There was an even more impenetrable gate at the alley entrance, but I was still able to get some perspective.

Nirou Chani, however, posed a different problem.  It's in a beautiful seaside community, has a website for the site, and posts its hours.  Therefore, when we arrived around 12;45pm and understood that the site would be open until 3:30pm, we were quite confounded by the desolate and locked site, but which still boasted its operating hours etched in stone!  

Seriously, why both going to the expense or bother of posting a sign or creating a website?  We were told by the proprietor of the taverna across the street that this attendant leaves at noon to go to another site.  I think she just leaves at noon.  Our interactions with site and museum attendants at closing time is the source of much discord.  But I digress...
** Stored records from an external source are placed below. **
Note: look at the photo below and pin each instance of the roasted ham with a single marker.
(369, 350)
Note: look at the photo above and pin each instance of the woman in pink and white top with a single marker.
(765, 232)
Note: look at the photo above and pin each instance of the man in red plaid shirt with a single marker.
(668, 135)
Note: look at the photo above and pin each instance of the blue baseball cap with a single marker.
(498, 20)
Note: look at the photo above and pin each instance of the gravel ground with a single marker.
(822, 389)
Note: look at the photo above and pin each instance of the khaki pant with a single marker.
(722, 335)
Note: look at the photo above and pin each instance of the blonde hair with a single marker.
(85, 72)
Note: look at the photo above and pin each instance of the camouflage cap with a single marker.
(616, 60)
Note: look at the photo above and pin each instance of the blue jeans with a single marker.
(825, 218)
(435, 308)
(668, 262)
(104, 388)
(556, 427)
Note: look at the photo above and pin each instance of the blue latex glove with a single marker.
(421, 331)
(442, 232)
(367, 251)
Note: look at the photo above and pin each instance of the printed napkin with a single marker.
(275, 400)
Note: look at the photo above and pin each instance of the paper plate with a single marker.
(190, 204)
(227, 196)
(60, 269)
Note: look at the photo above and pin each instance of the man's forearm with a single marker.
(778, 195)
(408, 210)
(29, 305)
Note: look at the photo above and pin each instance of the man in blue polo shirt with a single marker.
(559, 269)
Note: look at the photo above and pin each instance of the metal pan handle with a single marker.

Unfortunately, this site abutted to some communal farmland, which apparently did not have good relations with the site as they planted rose bushes and other thorny plants along two of the sides, not to mention a stone wall and metal fencing above that.  And since most of the site is covered, it was really hard to take any decent photos.  I know I said it is hard to take a bad picture in Greece.  I stand corrected.  



Ultimately, the best thing I saw here was a stone carving of the floor plan of the site.  It would never give me information about anything vertical, or the details of construction that I can discern from marks in the stone, but it was better than the satellite view from Google maps since most of the site is covered to protect it.  Combined with what we learned at other sites where we could interact with the ruins, I can make some educated comparisons.